Indian (SENSEX) stock-index futures swung between gains and losses before the release of consumer inflation and industrial output data today.

SGX CNX Nifty (NIFTY) Index futures for November delivery added 0.1 percent to 6,124 at 9:27 a.m. in Singapore after losing as much as 0.3 percent. The underlying CNX Nifty Index fell 1 percent to 6,078.80 yesterday, a four-week low. The S&P BSE Sensex declined 0.9 percent to the lowest since Oct. 17. The Bank of New York Mellon India ADR Index of U.S.-traded shares decreased 1.4 percent. One-month rupee forwards weakened for a fifth day.

Indian indexes slid yesterday as the rupee dropped to an eight-week low against the dollar, threatening to accelerate inflation. Consumer prices rose 9.9 percent in October from a year earlier, compared with 9.84 percent in September, according to the median of 28 estimates in a Bloomberg survey. Factory output may have increased 3.5 percent in September, from 0.6 percent in August, a separate Bloomberg survey showed.

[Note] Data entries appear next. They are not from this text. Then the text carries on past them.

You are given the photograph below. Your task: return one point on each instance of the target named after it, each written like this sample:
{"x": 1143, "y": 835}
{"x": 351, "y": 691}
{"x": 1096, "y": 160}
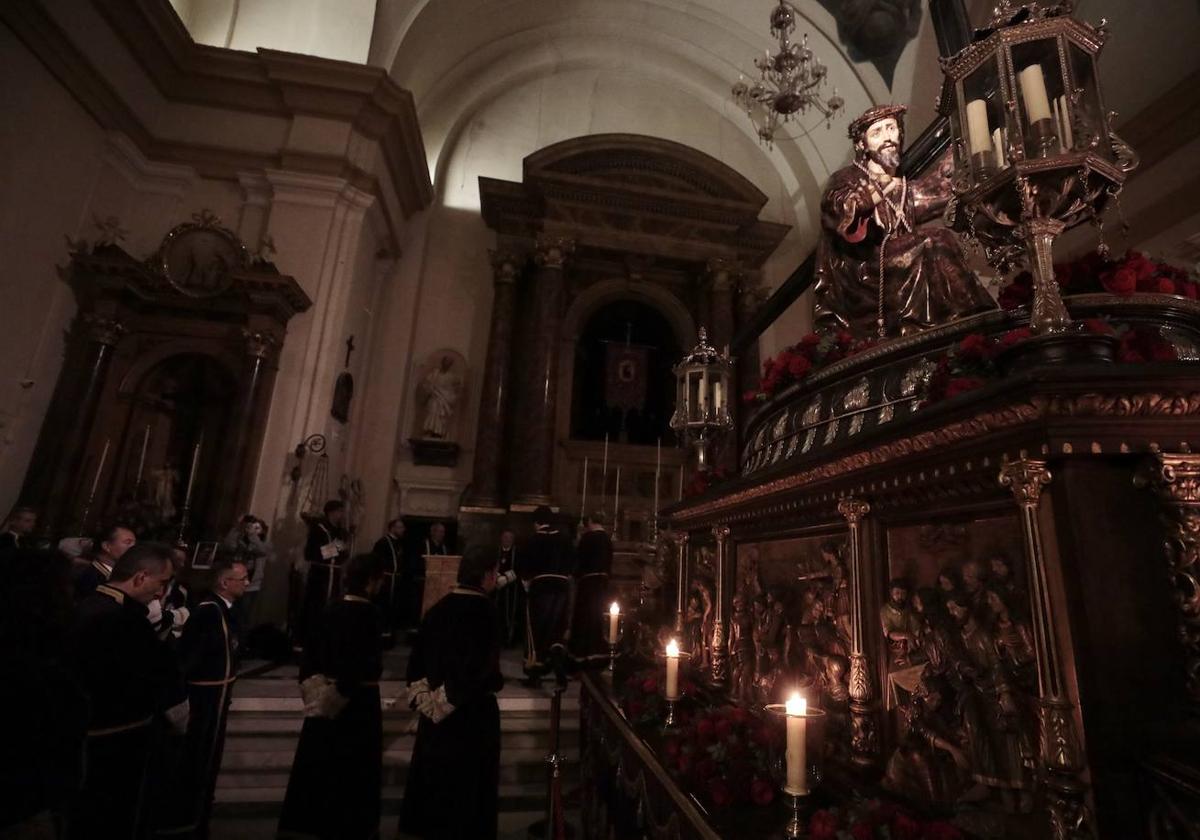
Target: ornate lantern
{"x": 702, "y": 397}
{"x": 1035, "y": 153}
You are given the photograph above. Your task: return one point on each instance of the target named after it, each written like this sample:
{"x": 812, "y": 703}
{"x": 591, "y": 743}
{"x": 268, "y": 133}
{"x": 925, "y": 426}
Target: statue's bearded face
{"x": 881, "y": 142}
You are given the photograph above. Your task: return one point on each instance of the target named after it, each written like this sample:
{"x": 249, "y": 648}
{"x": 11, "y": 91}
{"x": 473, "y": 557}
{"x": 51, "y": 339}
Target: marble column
{"x": 1063, "y": 768}
{"x": 53, "y": 478}
{"x": 493, "y": 411}
{"x": 864, "y": 735}
{"x": 537, "y": 385}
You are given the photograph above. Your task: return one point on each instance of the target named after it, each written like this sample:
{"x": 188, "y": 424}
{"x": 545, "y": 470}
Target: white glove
{"x": 435, "y": 706}
{"x": 178, "y": 715}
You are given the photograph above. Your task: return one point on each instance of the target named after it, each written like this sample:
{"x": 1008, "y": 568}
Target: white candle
{"x": 100, "y": 468}
{"x": 142, "y": 460}
{"x": 672, "y": 670}
{"x": 1033, "y": 87}
{"x": 1068, "y": 136}
{"x": 616, "y": 502}
{"x": 978, "y": 136}
{"x": 583, "y": 502}
{"x": 797, "y": 775}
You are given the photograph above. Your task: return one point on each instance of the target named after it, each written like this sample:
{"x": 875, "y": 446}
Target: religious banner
{"x": 625, "y": 376}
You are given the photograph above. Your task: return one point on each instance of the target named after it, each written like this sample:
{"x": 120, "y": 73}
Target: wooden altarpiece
{"x": 1043, "y": 529}
{"x": 163, "y": 354}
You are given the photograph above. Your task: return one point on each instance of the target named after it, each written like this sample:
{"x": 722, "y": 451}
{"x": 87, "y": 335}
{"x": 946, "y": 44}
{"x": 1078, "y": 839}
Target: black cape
{"x": 335, "y": 785}
{"x": 589, "y": 622}
{"x": 130, "y": 678}
{"x": 454, "y": 779}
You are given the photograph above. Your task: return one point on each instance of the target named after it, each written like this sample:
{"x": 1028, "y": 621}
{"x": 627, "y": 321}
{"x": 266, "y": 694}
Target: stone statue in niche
{"x": 879, "y": 273}
{"x": 439, "y": 390}
{"x": 441, "y": 381}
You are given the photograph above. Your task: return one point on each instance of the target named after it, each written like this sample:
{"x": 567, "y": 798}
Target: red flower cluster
{"x": 1133, "y": 273}
{"x": 796, "y": 363}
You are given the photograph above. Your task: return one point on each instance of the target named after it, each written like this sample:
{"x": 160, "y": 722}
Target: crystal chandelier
{"x": 791, "y": 81}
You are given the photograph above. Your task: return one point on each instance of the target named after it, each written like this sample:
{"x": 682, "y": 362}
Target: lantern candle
{"x": 1033, "y": 87}
{"x": 797, "y": 775}
{"x": 978, "y": 137}
{"x": 673, "y": 670}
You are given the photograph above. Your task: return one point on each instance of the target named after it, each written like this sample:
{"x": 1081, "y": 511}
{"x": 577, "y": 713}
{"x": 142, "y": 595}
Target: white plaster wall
{"x": 331, "y": 30}
{"x": 47, "y": 193}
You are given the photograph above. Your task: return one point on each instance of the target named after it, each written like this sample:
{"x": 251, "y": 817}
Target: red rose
{"x": 1121, "y": 282}
{"x": 1098, "y": 327}
{"x": 823, "y": 826}
{"x": 762, "y": 792}
{"x": 862, "y": 831}
{"x": 798, "y": 366}
{"x": 961, "y": 385}
{"x": 719, "y": 792}
{"x": 975, "y": 346}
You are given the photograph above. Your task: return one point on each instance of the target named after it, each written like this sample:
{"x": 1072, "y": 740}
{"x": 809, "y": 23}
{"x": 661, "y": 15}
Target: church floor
{"x": 264, "y": 727}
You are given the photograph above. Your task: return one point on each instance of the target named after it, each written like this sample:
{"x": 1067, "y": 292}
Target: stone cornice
{"x": 267, "y": 83}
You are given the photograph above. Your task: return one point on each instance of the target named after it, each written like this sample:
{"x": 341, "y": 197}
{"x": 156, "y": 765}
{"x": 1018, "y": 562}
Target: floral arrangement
{"x": 796, "y": 363}
{"x": 971, "y": 364}
{"x": 876, "y": 820}
{"x": 703, "y": 479}
{"x": 1133, "y": 273}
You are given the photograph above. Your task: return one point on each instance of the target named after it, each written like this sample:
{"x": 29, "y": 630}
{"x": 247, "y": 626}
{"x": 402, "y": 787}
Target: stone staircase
{"x": 264, "y": 729}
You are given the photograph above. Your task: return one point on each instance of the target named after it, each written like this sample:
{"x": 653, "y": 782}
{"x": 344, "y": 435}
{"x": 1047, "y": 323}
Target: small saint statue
{"x": 441, "y": 389}
{"x": 879, "y": 274}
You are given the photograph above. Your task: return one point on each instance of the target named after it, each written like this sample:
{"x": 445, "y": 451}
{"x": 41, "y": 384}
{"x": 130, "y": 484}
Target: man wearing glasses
{"x": 208, "y": 653}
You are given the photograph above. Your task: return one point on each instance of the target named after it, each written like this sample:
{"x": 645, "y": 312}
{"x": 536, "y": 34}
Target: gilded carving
{"x": 1176, "y": 481}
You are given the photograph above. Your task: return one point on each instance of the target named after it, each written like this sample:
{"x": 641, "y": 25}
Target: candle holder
{"x": 813, "y": 735}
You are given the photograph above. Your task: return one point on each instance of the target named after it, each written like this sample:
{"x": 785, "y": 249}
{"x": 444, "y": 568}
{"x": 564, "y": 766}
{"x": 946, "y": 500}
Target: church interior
{"x": 862, "y": 329}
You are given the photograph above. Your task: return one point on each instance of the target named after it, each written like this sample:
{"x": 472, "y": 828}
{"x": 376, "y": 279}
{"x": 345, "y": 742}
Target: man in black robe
{"x": 18, "y": 532}
{"x": 325, "y": 552}
{"x": 545, "y": 569}
{"x": 879, "y": 274}
{"x": 334, "y": 790}
{"x": 389, "y": 550}
{"x": 90, "y": 573}
{"x": 133, "y": 684}
{"x": 208, "y": 654}
{"x": 454, "y": 673}
{"x": 509, "y": 593}
{"x": 589, "y": 619}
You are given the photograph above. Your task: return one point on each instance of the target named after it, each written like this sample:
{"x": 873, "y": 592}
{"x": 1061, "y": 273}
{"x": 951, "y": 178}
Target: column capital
{"x": 258, "y": 345}
{"x": 1025, "y": 478}
{"x": 853, "y": 510}
{"x": 723, "y": 273}
{"x": 102, "y": 330}
{"x": 552, "y": 251}
{"x": 505, "y": 265}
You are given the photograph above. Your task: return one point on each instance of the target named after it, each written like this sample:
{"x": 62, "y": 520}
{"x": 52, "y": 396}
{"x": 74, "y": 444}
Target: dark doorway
{"x": 641, "y": 412}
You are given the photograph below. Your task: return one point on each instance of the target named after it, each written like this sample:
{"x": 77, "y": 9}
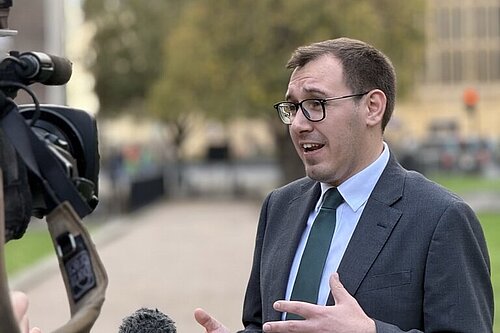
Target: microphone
{"x": 147, "y": 320}
{"x": 44, "y": 68}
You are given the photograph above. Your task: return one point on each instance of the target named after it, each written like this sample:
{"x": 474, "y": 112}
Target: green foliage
{"x": 126, "y": 49}
{"x": 466, "y": 184}
{"x": 227, "y": 57}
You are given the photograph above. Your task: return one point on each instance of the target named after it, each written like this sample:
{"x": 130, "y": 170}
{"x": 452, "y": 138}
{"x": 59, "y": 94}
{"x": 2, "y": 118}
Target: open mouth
{"x": 309, "y": 147}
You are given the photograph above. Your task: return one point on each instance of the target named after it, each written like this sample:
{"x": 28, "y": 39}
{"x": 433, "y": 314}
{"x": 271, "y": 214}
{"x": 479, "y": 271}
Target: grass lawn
{"x": 468, "y": 183}
{"x": 491, "y": 227}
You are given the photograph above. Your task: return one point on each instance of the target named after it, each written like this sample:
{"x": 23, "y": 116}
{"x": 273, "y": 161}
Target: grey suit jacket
{"x": 417, "y": 260}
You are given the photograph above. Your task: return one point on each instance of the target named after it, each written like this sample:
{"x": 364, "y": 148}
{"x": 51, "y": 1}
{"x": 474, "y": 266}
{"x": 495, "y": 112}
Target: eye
{"x": 314, "y": 104}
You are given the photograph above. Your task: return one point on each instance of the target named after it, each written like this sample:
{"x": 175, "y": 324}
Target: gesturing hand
{"x": 345, "y": 316}
{"x": 20, "y": 303}
{"x": 210, "y": 324}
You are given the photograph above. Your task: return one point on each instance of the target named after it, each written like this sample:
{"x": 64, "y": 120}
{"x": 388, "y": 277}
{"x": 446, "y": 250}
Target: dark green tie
{"x": 308, "y": 278}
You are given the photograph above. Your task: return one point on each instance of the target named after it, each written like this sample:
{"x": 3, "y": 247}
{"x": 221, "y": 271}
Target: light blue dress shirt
{"x": 355, "y": 191}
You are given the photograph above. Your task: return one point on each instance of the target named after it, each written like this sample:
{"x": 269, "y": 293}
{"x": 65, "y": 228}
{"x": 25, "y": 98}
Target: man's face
{"x": 333, "y": 149}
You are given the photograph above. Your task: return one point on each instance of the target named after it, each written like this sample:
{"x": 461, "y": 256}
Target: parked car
{"x": 451, "y": 154}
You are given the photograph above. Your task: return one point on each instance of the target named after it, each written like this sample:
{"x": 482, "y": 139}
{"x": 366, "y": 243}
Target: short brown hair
{"x": 365, "y": 68}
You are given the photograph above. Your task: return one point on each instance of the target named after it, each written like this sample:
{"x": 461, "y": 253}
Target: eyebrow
{"x": 313, "y": 91}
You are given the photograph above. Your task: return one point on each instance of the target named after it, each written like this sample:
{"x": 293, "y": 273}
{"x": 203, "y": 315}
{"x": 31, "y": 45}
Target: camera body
{"x": 71, "y": 136}
{"x": 49, "y": 152}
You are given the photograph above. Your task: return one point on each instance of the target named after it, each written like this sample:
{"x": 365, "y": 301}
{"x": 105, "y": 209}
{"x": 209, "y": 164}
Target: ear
{"x": 376, "y": 102}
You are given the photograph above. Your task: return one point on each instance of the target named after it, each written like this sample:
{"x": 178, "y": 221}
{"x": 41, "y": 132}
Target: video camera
{"x": 49, "y": 166}
{"x": 62, "y": 156}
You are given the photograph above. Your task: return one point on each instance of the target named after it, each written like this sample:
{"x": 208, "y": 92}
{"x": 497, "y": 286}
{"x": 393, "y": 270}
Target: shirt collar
{"x": 357, "y": 189}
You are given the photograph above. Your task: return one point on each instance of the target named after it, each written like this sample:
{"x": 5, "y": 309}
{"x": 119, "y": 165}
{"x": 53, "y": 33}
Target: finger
{"x": 205, "y": 320}
{"x": 339, "y": 293}
{"x": 302, "y": 309}
{"x": 19, "y": 304}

“The rupee is the most important factor now,” Kishor Ostwal, managing director at CNI Research Ltd., said in a phone interview yesterday. “Inflation and factory output data will be keenly watched.”

Copper producer Hindalco Industries Ltd. (HNDL) may say its second-quarter profit rose to 3.85 billion rupees ($ 60.9 million) from 3.59 billion rupees a year earlier, according to the median of 26 analysts in a Bloomberg survey.

Net incomes at 17 of the 21 companies in the Sensex that have reported results exceeded analyst estimates, according to data compiled by Bloomberg. About 47 percent of the 30 companies in the index missed forecasts in the previous quarter.

Global investors bought a net $ 57 million of Indian equities on Nov. 8, a 25th day of purchases, data from the regulator show. That took this year’s inflows to $ 16.6 billion, the most after Japan among 10 Asian markets tracked by Bloomberg.

The Sensex has gained 5.5 percent this year and trades at 13.5-times projected 12-month earnings, the cheapest in more than two months. The MSCI Emerging Markets Index is valued at 10.4 times forecast profits.